When you email your list, you should always include an unsubscribe link so that subscribers can remove themselves from your list. Reputable email service providers will automatically include the unsubscribe link in every email, generally at the bottom of the email. But many marketers feel that even one unsubscribe is a catastrophe and do all they can to stop people from unsubscribing.
In fact, the unsubscribe link is your friend. Letting people who are disinterested off your list makes your email list better. It sounds weird but let me explain.
Bigger is not always better. It is not the number of subscribers you have, but how engaged they are that matters. If you have a list of thousands who never buy anything from you, you have nothing. A million subscribers who don’t even open and read your messages have no value. If your subscribers immediately chuck your messages into their spam folders, their value is less than zero.
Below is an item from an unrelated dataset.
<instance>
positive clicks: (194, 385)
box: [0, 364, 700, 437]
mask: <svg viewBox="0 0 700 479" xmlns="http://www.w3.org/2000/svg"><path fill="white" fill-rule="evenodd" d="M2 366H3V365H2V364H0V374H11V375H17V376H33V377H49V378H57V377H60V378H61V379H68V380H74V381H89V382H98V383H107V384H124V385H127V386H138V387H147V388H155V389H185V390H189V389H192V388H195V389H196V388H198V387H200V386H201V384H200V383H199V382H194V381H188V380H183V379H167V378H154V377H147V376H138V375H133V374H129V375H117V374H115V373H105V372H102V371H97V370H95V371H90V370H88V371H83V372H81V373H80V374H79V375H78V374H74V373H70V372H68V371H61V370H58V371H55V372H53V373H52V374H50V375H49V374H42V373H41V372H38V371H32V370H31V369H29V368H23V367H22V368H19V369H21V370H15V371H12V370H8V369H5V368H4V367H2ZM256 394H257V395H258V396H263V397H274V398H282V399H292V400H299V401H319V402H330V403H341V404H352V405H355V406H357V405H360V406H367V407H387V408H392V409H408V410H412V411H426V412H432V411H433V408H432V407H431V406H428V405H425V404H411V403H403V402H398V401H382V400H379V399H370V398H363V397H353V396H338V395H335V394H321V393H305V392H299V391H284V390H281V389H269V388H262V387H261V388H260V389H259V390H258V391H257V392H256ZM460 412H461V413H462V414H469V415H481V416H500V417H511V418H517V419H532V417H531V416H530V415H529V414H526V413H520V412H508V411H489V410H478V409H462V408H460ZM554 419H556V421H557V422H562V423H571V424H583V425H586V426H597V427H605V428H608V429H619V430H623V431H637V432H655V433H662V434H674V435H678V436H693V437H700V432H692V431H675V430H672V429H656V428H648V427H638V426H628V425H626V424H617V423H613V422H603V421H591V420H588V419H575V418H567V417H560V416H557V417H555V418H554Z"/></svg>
It is better to have a small list of engaged, qualified buyers who read your email messages from top to bottom, share with friends, comment, contact you and take you up on your offers. This is the kind of list you want.
If you have a lot of people on your list who never even open your emails, or worse click the spam button, it can hurt the deliverability of your emails. Getting those people off your list is a good thing.
When someone unsubscribes, it means your message isn’t getting through to them. Maybe they joined your list just to get the freebie, and they don’t care about what else you offer. (That is a good reason to make sure your freebie attracts people who would be good customers for you.) Whatever the reason, the person who unsubscribes is not a good prospect for you.
Make it easy for people to unsubscribe. Along with the unsubscribe link at the bottom of the email, you can add another link at the top.
Don’t take it personally when people unsubscribe. Do you ever unsubscribe from lists? I do, and it is not necessarily because the emails are bad, they just are not useful for me at this time.
Many email service providers will allow unsubscribers to leave a comment about why they are leaving and you can have these comments emailed to you. This can be useful, because it gives you insight into why people are leaving your list.
Most of the comments I get from people who leave my IdeaLady Insider list are very nice. They thank me for all of the information I have provided and say that they don’t have time to read email at this time, or they no longer have their business, or something that says, “It’s not you, it’s me.” :o) Although it is certainly not necessary to leave a comment like that, I always appreciate knowing that they liked the newsletter, it just isn’t right for them at this time.
On the other hand, I have another list that attracts a different kind of subscriber. Although many of them leave nice, “can’t use this info right now,” messages, some will just say, “F— you,” or something similarly friendly and helpful.
Don’t let the jerks get you down. Just be glad that they are gone. If you find that you are disturbed by what people say in their comments, either have someone else review them or turn them off and stop receiving them.
You may even want to force unsubscribes by purging people from your list if they are not opening and reading your emails. One way to do this is to require everyone to opt in again to stay on the list. The people who do not bother to do so don’t belong on your list. Your email service provider may be able to help you clean your list of people who have not opened your messages in weeks or months. Contact them to find out how to do this, and learn about the pros and cons.
Many marketers say that “the money is in the list.” That is sort of true, but really the money is in your relationship with your list. You can not be all things to all people, so let go of the people who are not a good fit and focus on building strong relationships with your perfect prospects and customers.